In a rut with your nutrition?

With any muscle building or weight loss goals, you need to know how many calories your body burns per day in order to adjust this accordingly depending on what you want to achieve.

How do I calculate my calories? 

There are lots of websites that will do this for you, click on this link to see your BMR (basil metabolic rate)

https://www.bodybuilding.com/fun/bmr_calculator.htm

You can adjust your BMR according to your goals, increasing if you want to gain weight and decreasing if you would like to lose weight.

If you are looking to build muscle you must have excess calories per day and the correct amount of proteins for protein synthesis to occur and in turn, an increase in muscle.

If you are trying to decrease body fat, you need to be in a deficit of calories each day. I find that the best way to do this is by using mobile apps such as “My Fitness Pal” to track your calories and macro nutrients.

https://www.myfitnesspal.com/

Dan’s Hints and tips

Make sure you are getting enough protein and calories to build muscle.

For the average person (and depending on the intensity of training), I would recommend 1.4g and 2.0g per kilogram of body weight.

My MBR is 3400 calories (due to training 6 times per week and having an active job) per day. Therefore, I aim to have between 3900-4100kcal per day in order to increase my muscle mass.

This is on average an increase of 600 calories per day, to gain a substantial amount of muscle. 

Breakfast – The hardest meal to get correct.

A high protein breakfast, and protein in every meal is the best advice I can give to decrease body fat.

It increases muscle health, which in turn increases muscle mass. As a result, the more muscle mass you gain, the bigger the increase in energy expenditure you use each day.

It also regulates hormones and glucose levels, decreasing the desire to snack on bad foods later in the day.

I have found a higher protein and fat (monounsaturated and polyunsaturated) breakfast is key for my clients, to achieve their goal.
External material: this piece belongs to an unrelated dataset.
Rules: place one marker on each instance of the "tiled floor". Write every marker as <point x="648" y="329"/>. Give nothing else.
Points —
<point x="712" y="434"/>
For example, eggs, avocado and smoked salmon.

What do I need to snack on?

I recommend an intake of unsalted nuts (on average 25g) and berries. Nuts are a good source of protein and berries are great antioxidants for immune support.

Aim to have lower glycemic index carbohydrates

The Glycemic Index is a ranking of carbohydrates in foods according to how they affect blood glucose levels. You need carbohydrates to power the body, however, some are better than others. The GI index is a great way to see which carbohydrates are better to utilise energy.

Food Preparation

Batch cooking is always good to do at the weekend, as it gives you less of a reason to buy food in the working week that contains processed meats, saturated fats and any other ingredients that will stop you building muscle or decreasing body fat.